A λ's Journey To π Exploring finite axioms for the infinite world.

CUDA Architecture at glance

|

Seemingly, GPGPU are things of present. This wonderful architecture expressively allows you to do data parallelism at very fast rates.

And as a result, they are used in deep learning, simulations and other compute intensive work, which can be modelled into data-parallel kernels of code.

GPGPU Architecture

Typically, GPU was optimized for image processing and gaming, where there were ton of small and independent problems, that needs to be solved on same data/image. The CPU was not good fit, as it has only limited number of cores, and its architecture is more generic to compute different kind of things. For this kind of workload, we require something like lots of Intel MMX hardware units.

Below is the NVIDIA FERMI GPU architecture

streaming multiprocessors (SMs) (24 in Fermi)
├
├──Each SM containing eight streaming processors (SPs), or cores
	├
	├──Each SP executes a program on a warp
	   of 32 threads simultaneously. (SPMD)
		├
		├── multiply-add arithmetic unit
		├
		├── two special functional units (SFUs)
		├
		├── reciprocal square root, sine, and cosine
		├
		├── fully pipelined		
		├
		├── Arithmetic Peak(8 Tb/s)

GPU is treated as a coprocessor that takes functions as input. These functions are called Kernels. A Kernel is stand alone unit where you define the data it consumes, its interactions with CPU and how it is going to use CUDA architecture.

Each kernel creates a single grid
	|
	|-- A grid consists of many thread blocks.
	 	(each block on one SM)
		|
		|--Threads in a block are organized into
		   warps of 32 threads.
		|
		|-- Each warp executes in SIMD fashion, issuing in
		    four cycles on the eight SPs of an SM. When
		    one warp stall, SM switch to another warp

Next thing on agenda is the memory architecture of GPGPU. Just like cache,RAM,disk in CPU, GPGPU enjoys a nice hierarchy of memory.

Memory Hierarchy 
|
|-- Host-To-Device Memory(BW -- 6GB/s) 
  |
  |--Global Memory(RW)[offchip memory](200-300 cycles , BW:177 GB/s)
  |
  |--Texture Memory(R)[on-chip cache](>100 cycles)
     |
     |--Constant Memory(R)[on-chip cache](Register latency)(Per SM) 
     |
     |--Shared Memory/Register File(RW)(Per SM)
        (Register latency)(BW -- 1.3Tb/s)
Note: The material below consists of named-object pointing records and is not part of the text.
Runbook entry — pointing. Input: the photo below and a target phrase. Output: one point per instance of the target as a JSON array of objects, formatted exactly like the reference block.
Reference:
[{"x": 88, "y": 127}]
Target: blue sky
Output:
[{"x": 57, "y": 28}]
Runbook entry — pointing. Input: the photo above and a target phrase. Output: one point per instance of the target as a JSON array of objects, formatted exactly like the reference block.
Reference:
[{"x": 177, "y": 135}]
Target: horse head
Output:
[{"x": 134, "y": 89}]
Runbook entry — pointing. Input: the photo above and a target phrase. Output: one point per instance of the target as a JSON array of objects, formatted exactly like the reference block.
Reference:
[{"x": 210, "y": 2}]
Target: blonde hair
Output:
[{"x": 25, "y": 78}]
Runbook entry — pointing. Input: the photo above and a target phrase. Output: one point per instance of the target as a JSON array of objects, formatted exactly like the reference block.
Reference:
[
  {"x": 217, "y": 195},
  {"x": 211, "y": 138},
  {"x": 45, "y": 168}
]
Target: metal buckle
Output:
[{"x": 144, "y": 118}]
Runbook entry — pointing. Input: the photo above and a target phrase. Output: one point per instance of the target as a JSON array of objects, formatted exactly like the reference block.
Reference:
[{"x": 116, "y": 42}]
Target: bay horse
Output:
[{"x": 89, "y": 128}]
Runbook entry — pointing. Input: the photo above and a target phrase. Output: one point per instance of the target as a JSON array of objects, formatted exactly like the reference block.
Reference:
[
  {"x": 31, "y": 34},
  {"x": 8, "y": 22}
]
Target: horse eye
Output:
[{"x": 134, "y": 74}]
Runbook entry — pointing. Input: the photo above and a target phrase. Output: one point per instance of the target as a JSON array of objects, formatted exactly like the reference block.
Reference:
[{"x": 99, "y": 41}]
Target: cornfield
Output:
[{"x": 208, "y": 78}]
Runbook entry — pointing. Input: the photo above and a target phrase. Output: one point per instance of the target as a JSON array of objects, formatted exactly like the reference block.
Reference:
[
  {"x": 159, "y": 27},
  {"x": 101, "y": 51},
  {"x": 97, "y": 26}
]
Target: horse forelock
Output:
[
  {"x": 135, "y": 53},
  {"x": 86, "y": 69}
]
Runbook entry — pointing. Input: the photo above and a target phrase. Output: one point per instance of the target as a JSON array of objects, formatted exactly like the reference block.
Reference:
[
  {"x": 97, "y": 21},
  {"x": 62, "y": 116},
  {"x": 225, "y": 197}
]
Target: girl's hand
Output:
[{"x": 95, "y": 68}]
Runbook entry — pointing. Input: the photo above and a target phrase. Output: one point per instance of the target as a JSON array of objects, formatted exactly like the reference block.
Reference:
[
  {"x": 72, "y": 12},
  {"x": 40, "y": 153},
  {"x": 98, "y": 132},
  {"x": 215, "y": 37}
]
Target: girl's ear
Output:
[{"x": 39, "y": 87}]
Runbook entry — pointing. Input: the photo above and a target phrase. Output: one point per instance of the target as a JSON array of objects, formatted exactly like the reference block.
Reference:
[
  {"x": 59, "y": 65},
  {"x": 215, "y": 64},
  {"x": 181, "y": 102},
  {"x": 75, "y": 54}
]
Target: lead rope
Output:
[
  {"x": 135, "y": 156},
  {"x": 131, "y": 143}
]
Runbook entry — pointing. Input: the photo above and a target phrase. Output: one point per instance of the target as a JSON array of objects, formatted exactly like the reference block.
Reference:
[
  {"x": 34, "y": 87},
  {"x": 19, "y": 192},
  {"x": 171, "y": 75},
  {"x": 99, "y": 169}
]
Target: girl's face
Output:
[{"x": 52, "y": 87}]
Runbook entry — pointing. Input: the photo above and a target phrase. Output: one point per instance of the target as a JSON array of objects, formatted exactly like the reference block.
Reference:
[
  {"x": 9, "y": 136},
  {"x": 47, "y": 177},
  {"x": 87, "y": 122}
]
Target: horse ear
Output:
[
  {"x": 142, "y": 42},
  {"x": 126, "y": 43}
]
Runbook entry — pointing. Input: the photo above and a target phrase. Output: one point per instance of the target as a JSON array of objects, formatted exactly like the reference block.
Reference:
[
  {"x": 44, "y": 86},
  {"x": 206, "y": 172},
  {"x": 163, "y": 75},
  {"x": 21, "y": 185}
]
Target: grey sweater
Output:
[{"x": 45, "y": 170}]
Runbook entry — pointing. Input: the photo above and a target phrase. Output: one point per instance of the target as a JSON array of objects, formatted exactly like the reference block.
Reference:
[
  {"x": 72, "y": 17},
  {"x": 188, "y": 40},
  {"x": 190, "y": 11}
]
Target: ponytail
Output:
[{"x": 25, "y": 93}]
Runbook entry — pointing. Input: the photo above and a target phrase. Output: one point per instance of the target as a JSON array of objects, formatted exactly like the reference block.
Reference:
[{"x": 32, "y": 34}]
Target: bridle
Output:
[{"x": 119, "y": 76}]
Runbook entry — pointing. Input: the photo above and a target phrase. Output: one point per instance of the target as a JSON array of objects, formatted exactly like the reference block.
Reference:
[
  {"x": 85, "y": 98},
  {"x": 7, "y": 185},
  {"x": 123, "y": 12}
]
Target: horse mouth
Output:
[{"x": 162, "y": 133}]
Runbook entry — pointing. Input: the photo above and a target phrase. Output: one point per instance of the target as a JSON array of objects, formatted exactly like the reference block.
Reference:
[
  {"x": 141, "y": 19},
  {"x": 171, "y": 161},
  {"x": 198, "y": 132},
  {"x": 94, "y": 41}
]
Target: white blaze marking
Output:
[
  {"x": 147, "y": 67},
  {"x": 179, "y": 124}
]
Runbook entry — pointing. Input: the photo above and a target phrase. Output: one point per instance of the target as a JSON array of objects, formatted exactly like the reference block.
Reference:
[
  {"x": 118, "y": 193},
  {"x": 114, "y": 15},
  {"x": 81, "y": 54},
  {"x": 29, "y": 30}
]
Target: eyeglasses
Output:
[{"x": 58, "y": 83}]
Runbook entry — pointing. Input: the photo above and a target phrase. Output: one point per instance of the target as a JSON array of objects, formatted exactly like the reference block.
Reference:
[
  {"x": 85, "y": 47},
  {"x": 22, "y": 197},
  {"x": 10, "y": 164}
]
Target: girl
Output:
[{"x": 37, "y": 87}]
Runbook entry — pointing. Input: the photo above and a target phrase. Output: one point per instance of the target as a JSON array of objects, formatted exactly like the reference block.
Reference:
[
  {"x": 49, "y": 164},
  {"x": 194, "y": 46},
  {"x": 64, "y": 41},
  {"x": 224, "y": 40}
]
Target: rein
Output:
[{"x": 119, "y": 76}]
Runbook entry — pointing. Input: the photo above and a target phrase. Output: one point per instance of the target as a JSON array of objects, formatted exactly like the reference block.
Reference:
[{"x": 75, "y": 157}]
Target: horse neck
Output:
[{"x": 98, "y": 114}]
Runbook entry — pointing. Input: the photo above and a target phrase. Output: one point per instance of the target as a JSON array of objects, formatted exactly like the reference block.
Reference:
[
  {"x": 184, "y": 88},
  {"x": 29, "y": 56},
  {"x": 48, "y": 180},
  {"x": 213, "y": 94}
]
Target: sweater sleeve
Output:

There are multiple ways to transfer data to GPGPU

Memory Transfer 
	|
	|--Device Memory 
	|
	|--Pinned Memory
	|
	|--Zero-copy
	|
	|--device-to-device memory

How your code runs on GPGPU

The user supplies a both host (CPU) and kernel (GPU) code. Codes are separated and compiled by gcc and GPGPU specific compiler.

Now once it has been compiled and started, host transfers data to GPU’s and initialize the kernel code via API calls

CPU Thread (may wait or not) always launches a new kernel 
├
├── Grid (of blocks in 1,2,3 dimensions) 
	invoked when kernel starts, 
	├
	├── Block (of threads in 1,2,3 dimensions), 
		all blocks are independent 
		├
		├── Warp (of 32 threads) execute simultaneously

Check out some the GPGPU sample codes, and try to have fun with the amazing architecture.